La pandemia ha portato un cambiamento nel vostro lavoro?

Il nostro lavoro ha conosciuto uno stravolgimento totale. Siamo stati completamente assorbiti dalla pandemia; abbiamo dovuto attrezzarci innanzitutto per capire cosa stava succedendo e quali erano le conseguenze, per comprendere come applicare le direttive e le normative che il Governo, la Regione e anche l’amministrazione carceraria andavano emanando a ritmi vertiginosi e che a volte sembravano in contraddizione l’una con le altre. Il punto di forza per fare fronte a tutto questo è stata la coesione che si è creata sin da subito tra il personale e tra questo e i detenuti. 

Tutto questo ha permesso di fermare il virus ai cancelli di Verziano?

Fortunatamente sì. Abbiamo avuto pochissimi casi, che sono stati prontamente isolati, tra il personale. Per quanto riguarda i detenuti, in tutto questo periodo abbiamo avuto solo tre casi di positività al virus, per altro tutti asintomatici, che non hanno creato focolai interni, perché prontamente isolati grazie anche alla collaborazione della sanità penitenziaria che ci è stata e continua a esserci a fianco. Abbiamo potuto contare anche sulla presenza del personale sanitario di Medici senza frontiere, grazie a un progetto voluto dal Provveditorato regionale lombardo. Ci hanno consigliato al meglio rispetto alle procedure da adottare. Abbiamo fatto tamponi a tappeto per cercare eventuali casi di positività anche dove non c’erano segni evidenti della presenza del virus.

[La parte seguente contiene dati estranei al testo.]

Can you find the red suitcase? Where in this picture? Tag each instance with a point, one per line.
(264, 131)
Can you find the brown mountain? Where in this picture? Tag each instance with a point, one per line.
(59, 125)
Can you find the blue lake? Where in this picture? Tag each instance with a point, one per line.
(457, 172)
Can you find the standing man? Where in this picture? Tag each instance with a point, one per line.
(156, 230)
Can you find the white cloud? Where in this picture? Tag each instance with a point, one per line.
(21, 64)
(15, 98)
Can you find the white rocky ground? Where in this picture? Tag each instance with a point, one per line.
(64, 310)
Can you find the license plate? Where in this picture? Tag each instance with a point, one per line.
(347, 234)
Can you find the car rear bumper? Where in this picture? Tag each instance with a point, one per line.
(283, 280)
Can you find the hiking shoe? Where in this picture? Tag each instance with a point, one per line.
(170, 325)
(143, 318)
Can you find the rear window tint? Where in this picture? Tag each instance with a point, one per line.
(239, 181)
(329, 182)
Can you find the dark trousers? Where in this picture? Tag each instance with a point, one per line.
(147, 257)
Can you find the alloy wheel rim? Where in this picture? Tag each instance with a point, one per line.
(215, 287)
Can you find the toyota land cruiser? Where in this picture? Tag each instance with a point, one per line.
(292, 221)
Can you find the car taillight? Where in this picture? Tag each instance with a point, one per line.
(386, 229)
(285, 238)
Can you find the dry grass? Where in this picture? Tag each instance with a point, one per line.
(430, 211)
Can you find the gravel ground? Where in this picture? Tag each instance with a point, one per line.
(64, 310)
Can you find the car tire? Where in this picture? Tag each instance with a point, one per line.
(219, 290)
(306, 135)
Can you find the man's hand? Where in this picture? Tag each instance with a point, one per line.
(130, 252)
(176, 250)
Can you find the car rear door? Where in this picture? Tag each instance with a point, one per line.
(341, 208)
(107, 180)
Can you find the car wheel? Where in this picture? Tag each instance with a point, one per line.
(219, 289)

Il periodo di isolamento forzato a cui il carcere è stato costretto finirà con l’incidere su tutti quei legami stretti nel corso degli anni con il mondo esterno?

No, i rapporti consolidati che hanno alle spalle una lunga storia non sono stati intaccati dal lockdown.Penso al mai interrotto rapporto con il Tribunale di inviare tanti detenuti a misure alternative. Penso al dialogo mai interrotto con il mondo del Terzo settore che, anche nei momenti più bui, ha messo a disposizione risorse, anche proprie, per rendere possibile l’uscita dal carcere a chi era nelle condizioni di potere usufruire di questa misura. In questi mesi, poi, nonostante la sospensione di tanti progetti, non è mai venuta meno la vicinanza di tante persone legate alla realtà di Verziano.

Quale eredità lascia la pandemia al mondo del carcere?

Credo che un’eredità da non perdere sia quella della digitalizzazione. Abbiamo scoperto che tante cose che si pensavano impossibili da realizzare all’interno degli istituti, sono state utili. Penso alle videochiamate che hanno permesso ai detenuti di restare in contatto con i familiari, o al sistema della didattica a distanza usata per i percorsi scolastici, ai colloqui via internet con i volontari… questo ha aperto una strada. L’errore più grande, una volta tornati alla normalità, sarebbe quella di dimenticarsene.